Un equipo liderado por el bioquímico y doctor en biotecnología Lucas Manuel Martínez Álvarez, investigador adjunto del Conicet y del Instituto Antártico Argentino (IAA), ha iniciado un proyecto pionero en las bases antárticas argentinas: el primer mapeo ambiental para la detección y biorremediación de derrames de hidrocarburos en suelos australes.
Martínez Álvarez, en el marco de la Campaña Antártica de Verano (CAV), explicó que «la biorremediación es un proceso biológico que funciona desde hace mucho tiempo. Hay un principio de la ciencia que dice: ‘Nada es infalible a ser degradado por microorganismos’”.
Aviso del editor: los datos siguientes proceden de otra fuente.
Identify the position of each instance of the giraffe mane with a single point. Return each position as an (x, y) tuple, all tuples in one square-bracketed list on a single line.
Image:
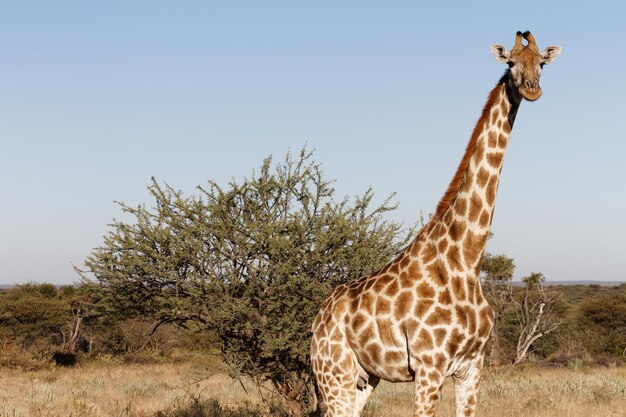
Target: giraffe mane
[(459, 176)]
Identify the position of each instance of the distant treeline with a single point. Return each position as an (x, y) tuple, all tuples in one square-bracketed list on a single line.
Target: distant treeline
[(40, 321)]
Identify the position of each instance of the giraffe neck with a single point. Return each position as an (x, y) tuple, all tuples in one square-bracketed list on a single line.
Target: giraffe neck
[(459, 229)]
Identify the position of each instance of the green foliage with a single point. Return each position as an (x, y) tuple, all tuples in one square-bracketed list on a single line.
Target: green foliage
[(251, 261), (30, 312)]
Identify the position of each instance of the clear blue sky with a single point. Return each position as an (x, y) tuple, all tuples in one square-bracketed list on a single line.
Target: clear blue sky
[(96, 98)]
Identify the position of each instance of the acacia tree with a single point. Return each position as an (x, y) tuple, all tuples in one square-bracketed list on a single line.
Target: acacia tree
[(497, 277), (534, 313), (251, 262)]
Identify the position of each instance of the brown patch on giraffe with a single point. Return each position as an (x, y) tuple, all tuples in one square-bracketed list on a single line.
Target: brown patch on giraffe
[(392, 356), (471, 291), (367, 334), (374, 351), (367, 303), (504, 107), (444, 297), (479, 152), (403, 304), (482, 177), (440, 336), (470, 150), (426, 360), (368, 284), (392, 288), (442, 246), (485, 318), (440, 361), (493, 139), (424, 341), (495, 114), (428, 253), (415, 248), (381, 282), (484, 219), (436, 231), (458, 288), (492, 188), (476, 205), (495, 159), (383, 305), (471, 320), (502, 141), (454, 258), (424, 290), (457, 229), (460, 206), (357, 321), (439, 316), (435, 273), (455, 342), (422, 307), (473, 247), (461, 316), (414, 271)]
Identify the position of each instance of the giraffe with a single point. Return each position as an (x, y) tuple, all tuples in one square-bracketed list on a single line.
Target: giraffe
[(423, 317)]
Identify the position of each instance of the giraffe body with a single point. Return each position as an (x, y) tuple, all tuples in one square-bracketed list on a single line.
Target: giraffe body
[(423, 317)]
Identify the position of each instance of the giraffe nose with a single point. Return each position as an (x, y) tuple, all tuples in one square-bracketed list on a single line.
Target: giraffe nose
[(531, 84)]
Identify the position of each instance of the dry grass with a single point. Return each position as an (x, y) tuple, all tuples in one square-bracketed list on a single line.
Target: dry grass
[(114, 390), (599, 392), (140, 390)]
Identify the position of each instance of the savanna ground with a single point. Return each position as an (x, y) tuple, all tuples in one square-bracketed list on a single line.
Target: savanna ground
[(155, 390)]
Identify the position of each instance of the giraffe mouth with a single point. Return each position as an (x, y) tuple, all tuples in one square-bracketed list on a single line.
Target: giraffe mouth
[(530, 94)]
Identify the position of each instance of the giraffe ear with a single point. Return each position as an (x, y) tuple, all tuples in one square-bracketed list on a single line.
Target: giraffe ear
[(550, 53), (501, 54)]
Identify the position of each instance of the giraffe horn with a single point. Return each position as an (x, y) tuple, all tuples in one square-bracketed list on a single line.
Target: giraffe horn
[(529, 37)]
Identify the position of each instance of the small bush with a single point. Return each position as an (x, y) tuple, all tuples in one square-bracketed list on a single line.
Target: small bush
[(212, 408)]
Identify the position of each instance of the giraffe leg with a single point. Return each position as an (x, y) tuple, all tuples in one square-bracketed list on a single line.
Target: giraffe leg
[(428, 385), (364, 392), (466, 390), (337, 372)]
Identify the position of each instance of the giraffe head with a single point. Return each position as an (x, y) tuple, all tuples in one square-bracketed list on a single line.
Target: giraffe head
[(525, 63)]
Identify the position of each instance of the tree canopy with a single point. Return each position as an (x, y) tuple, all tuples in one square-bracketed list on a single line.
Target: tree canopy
[(251, 261)]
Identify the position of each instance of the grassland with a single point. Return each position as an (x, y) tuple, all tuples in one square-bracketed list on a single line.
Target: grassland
[(116, 389)]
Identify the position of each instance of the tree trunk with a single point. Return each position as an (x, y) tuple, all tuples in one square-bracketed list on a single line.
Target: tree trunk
[(75, 332)]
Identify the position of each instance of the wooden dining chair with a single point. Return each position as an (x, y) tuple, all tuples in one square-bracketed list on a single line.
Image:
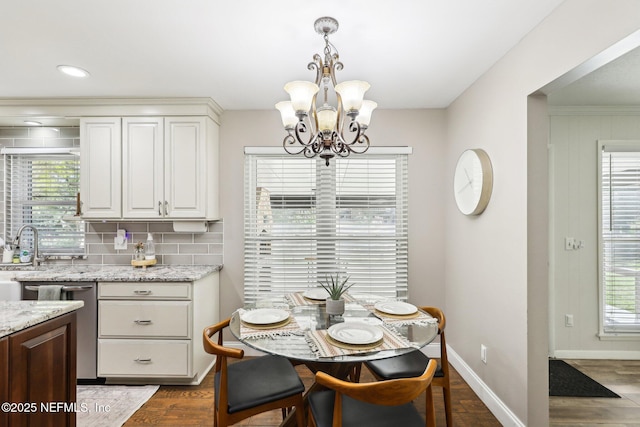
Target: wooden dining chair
[(412, 364), (253, 386), (372, 404)]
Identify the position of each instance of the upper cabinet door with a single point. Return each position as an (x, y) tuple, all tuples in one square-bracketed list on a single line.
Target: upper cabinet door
[(142, 167), (100, 167), (185, 160)]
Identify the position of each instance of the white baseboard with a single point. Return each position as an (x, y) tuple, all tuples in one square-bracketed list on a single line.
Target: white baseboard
[(486, 395), (597, 354)]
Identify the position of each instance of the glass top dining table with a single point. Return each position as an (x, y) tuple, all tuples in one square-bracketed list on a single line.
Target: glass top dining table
[(295, 342)]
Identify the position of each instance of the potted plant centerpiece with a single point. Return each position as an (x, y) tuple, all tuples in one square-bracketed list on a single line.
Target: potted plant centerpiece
[(335, 288)]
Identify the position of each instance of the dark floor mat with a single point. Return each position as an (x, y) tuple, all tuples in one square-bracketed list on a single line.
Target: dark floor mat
[(565, 380)]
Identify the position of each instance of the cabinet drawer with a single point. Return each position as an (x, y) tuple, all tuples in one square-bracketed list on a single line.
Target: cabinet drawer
[(144, 319), (144, 358), (144, 290)]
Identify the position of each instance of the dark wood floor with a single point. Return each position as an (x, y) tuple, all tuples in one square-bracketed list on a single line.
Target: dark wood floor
[(193, 406)]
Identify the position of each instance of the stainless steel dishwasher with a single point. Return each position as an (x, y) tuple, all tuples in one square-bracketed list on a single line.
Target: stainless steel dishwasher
[(87, 330)]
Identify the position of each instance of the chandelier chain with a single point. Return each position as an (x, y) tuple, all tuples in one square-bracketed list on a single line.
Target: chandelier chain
[(327, 132)]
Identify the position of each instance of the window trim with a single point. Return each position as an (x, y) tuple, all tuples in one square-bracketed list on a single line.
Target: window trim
[(253, 154), (603, 334), (20, 154)]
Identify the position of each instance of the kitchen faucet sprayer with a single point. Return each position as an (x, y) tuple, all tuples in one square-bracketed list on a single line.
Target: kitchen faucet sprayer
[(36, 252)]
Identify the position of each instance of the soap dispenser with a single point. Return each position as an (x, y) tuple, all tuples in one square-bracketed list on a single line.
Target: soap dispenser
[(149, 248)]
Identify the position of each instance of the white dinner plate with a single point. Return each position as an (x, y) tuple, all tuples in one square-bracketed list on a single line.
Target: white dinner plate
[(319, 294), (264, 316), (355, 333), (397, 308)]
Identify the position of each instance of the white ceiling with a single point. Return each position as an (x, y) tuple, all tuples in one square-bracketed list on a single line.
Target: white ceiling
[(240, 53), (615, 83)]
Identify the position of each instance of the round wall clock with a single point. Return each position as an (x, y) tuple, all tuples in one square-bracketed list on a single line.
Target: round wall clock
[(473, 181)]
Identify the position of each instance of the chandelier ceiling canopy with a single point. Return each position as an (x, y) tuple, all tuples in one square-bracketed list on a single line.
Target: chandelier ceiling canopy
[(326, 130)]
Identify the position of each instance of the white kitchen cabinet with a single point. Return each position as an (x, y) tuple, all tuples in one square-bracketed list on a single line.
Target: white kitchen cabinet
[(168, 169), (151, 332), (100, 167), (142, 167)]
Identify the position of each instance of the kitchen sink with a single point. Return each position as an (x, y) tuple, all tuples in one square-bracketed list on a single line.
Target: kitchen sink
[(9, 288)]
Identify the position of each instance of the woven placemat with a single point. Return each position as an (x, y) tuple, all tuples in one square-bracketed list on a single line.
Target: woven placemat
[(324, 346)]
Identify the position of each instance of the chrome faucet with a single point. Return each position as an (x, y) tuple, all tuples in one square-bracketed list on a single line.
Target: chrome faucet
[(36, 252)]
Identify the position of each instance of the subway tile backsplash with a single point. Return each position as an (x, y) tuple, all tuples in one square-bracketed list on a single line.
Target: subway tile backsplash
[(171, 247)]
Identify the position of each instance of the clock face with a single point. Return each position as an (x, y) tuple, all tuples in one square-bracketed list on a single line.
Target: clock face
[(473, 182)]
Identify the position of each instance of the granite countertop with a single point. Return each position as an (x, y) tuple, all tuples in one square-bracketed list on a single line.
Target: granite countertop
[(115, 273), (18, 315)]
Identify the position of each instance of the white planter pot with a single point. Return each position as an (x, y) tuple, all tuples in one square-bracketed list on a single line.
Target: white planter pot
[(335, 306)]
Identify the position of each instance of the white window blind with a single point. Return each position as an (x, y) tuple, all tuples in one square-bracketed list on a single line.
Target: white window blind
[(304, 220), (40, 190), (620, 236)]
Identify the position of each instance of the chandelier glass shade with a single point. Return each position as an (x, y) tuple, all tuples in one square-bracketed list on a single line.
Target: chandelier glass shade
[(326, 130)]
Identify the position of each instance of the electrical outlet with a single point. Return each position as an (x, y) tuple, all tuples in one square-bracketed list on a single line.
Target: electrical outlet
[(568, 320), (120, 241), (569, 243)]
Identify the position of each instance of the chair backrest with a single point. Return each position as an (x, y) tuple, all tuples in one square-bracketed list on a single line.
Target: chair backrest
[(217, 347), (221, 352), (442, 324), (388, 392), (437, 314)]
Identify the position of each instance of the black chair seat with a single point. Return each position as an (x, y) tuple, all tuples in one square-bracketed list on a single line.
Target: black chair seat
[(358, 414), (258, 381), (406, 365)]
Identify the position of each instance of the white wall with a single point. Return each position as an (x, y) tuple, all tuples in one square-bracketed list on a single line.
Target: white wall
[(487, 258), (421, 129), (574, 288)]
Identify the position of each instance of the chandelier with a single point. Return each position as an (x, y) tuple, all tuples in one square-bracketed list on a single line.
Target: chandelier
[(328, 131)]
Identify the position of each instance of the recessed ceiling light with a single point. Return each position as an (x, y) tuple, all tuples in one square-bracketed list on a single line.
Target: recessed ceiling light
[(70, 70)]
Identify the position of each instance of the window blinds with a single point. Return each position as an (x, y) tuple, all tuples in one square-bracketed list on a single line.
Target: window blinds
[(40, 190), (620, 236), (304, 221)]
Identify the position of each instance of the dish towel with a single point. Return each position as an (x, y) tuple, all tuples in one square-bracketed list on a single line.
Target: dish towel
[(49, 292)]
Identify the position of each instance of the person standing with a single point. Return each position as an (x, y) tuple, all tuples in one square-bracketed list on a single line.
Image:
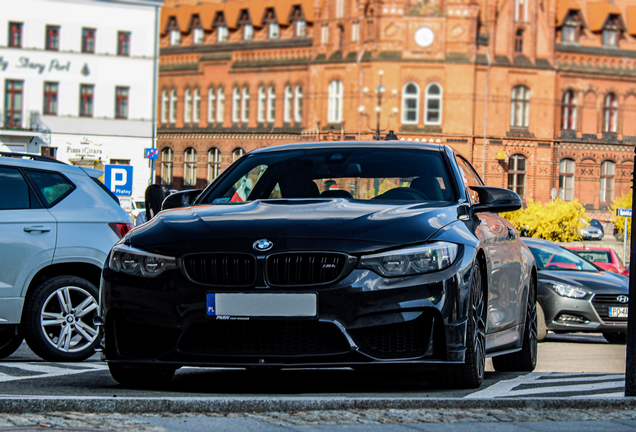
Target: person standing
[(154, 198)]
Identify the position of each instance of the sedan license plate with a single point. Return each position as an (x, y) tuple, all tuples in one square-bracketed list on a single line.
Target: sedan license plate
[(620, 312), (262, 305)]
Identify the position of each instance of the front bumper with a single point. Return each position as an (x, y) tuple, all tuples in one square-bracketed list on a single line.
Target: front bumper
[(363, 318), (592, 309)]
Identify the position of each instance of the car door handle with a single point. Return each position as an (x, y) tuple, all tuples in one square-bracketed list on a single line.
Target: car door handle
[(37, 229)]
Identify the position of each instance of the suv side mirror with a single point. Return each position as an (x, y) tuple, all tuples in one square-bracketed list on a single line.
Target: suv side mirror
[(496, 200), (180, 199)]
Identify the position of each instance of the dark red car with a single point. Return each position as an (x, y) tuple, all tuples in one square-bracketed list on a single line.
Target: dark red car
[(605, 258)]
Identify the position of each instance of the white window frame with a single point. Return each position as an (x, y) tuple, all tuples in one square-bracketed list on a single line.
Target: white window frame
[(211, 105), (187, 106), (271, 104), (334, 107), (405, 98), (245, 104), (287, 104), (429, 97), (220, 106), (198, 36), (236, 104), (173, 106), (165, 106), (298, 104), (196, 106)]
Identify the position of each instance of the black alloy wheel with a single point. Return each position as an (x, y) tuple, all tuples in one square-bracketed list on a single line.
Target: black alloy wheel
[(471, 373), (141, 376), (526, 359)]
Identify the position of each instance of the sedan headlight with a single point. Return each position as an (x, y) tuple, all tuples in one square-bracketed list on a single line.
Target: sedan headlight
[(137, 262), (565, 290), (417, 260)]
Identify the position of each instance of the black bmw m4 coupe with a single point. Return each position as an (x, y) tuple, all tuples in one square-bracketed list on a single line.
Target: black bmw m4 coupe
[(368, 254)]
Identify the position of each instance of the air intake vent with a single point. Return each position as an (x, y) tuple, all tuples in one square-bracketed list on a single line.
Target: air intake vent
[(222, 269), (305, 268)]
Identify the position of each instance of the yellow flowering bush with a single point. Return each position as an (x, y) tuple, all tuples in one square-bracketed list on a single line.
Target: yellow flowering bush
[(554, 221), (624, 201)]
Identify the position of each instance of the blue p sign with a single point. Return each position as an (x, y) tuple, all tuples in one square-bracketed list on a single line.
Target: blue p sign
[(118, 179)]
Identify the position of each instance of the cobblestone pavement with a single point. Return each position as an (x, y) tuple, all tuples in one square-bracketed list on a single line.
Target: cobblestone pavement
[(301, 419)]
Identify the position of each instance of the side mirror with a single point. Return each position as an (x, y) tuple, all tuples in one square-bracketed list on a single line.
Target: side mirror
[(496, 200), (180, 199)]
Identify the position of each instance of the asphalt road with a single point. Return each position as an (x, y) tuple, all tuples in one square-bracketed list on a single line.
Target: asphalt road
[(569, 365)]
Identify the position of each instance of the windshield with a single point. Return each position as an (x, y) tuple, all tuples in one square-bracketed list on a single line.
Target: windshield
[(364, 174), (553, 257)]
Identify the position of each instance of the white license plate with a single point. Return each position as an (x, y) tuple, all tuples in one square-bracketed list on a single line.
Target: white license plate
[(262, 304), (618, 312)]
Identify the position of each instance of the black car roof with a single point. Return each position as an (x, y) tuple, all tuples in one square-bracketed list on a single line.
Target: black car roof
[(393, 144)]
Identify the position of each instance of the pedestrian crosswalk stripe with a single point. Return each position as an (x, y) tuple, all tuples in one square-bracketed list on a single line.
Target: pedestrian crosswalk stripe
[(554, 385), (38, 370)]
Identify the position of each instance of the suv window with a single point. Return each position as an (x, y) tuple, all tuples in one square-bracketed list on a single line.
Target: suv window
[(15, 190), (469, 178), (51, 186)]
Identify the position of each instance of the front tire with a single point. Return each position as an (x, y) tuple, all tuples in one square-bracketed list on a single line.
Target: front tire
[(471, 373), (58, 319), (141, 376), (526, 359)]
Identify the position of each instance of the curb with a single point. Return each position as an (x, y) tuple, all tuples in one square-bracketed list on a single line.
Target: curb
[(254, 405)]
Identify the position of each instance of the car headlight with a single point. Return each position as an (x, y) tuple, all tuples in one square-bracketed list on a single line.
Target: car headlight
[(417, 260), (565, 290), (137, 262)]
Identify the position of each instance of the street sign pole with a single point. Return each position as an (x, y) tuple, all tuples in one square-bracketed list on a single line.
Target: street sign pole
[(630, 363)]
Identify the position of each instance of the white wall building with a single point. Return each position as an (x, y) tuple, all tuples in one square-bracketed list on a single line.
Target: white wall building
[(77, 80)]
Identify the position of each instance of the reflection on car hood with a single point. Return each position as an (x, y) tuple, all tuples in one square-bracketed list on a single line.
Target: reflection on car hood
[(601, 283), (339, 219)]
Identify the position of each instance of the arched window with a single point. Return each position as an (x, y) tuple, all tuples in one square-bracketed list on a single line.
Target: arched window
[(236, 105), (608, 170), (569, 111), (287, 104), (165, 107), (271, 104), (520, 106), (190, 168), (298, 104), (566, 179), (187, 106), (433, 106), (519, 41), (610, 113), (214, 164), (220, 106), (237, 154), (334, 109), (173, 106), (261, 104), (245, 105), (196, 106), (166, 166), (410, 103), (211, 105), (517, 175)]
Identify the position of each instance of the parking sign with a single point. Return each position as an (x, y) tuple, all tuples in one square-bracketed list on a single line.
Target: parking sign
[(624, 212), (118, 179)]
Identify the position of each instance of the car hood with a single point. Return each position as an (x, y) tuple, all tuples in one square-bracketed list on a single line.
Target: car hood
[(294, 224), (602, 282)]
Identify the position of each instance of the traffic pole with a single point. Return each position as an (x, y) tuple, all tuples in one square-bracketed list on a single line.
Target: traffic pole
[(630, 363)]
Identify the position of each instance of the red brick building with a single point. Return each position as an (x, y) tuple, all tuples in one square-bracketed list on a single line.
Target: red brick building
[(545, 89)]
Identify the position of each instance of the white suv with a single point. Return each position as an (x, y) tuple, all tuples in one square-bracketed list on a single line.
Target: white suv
[(57, 224)]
El proyecto, que se originó en la ciencia básica en 1990 bajo la dirección de Walter Mac Cormack, actual director del IAA, ha arrojado resultados positivos en Base Carlini. Además, recibió financiamiento del ex Ministerio de Ciencia, Tecnología e Innovación para su expansión a todas las bases argentinas.

Martínez Álvarez, junto a su colega Agustín Cuparo, viajan a bordo del buque ARA Almirante Irízar con el objetivo de desembarcar en todas las bases antárticas posibles. Su meta es aprovechar el potencial del suelo y la naturaleza para abordar la problemática de la contaminación por hidrocarburos, común en bases que obtienen energía a partir de derivados del petróleo.
El investigador destacó las limitaciones para utilizar fuentes de energía alternativas en la Antártida, como la energía solar y eólica, debido a los desafíos climáticos y logísticos. En este contexto, la biorremediación se presenta como una solución eficiente y de bajo costo en comparación con otros métodos.
El proyecto, adjudicado en la convocatoria ImpaCT.AR, busca realizar un relevamiento ambiental en todas las bases antárticas argentinas y llevar a cabo procesos de biorremediación. La primera fase consiste en la toma de muestras para identificar lugares con mayor contaminación, mientras que la segunda fase implica la implementación de biopilas en esos sitios.
Martínez Álvarez subrayó que alcanzar el 100% de remediación es imposible y que este tema es objeto de discusión en las reuniones consultivas del Tratado Antártico. La investigación se lleva a cabo en colaboración con Australia, un país que realiza procesos similares en sus bases antárticas.
Con el mapeo ambiental, el equipo pretende establecer prioridades para detectar posibles derrames y mejorar los procesos de manejo de combustible en las bases antárticas. El proyecto no solo contribuirá a la preservación del medio ambiente en la región, sino que también fortalecerá la posición soberana de Argentina en las reuniones del Tratado Antártico.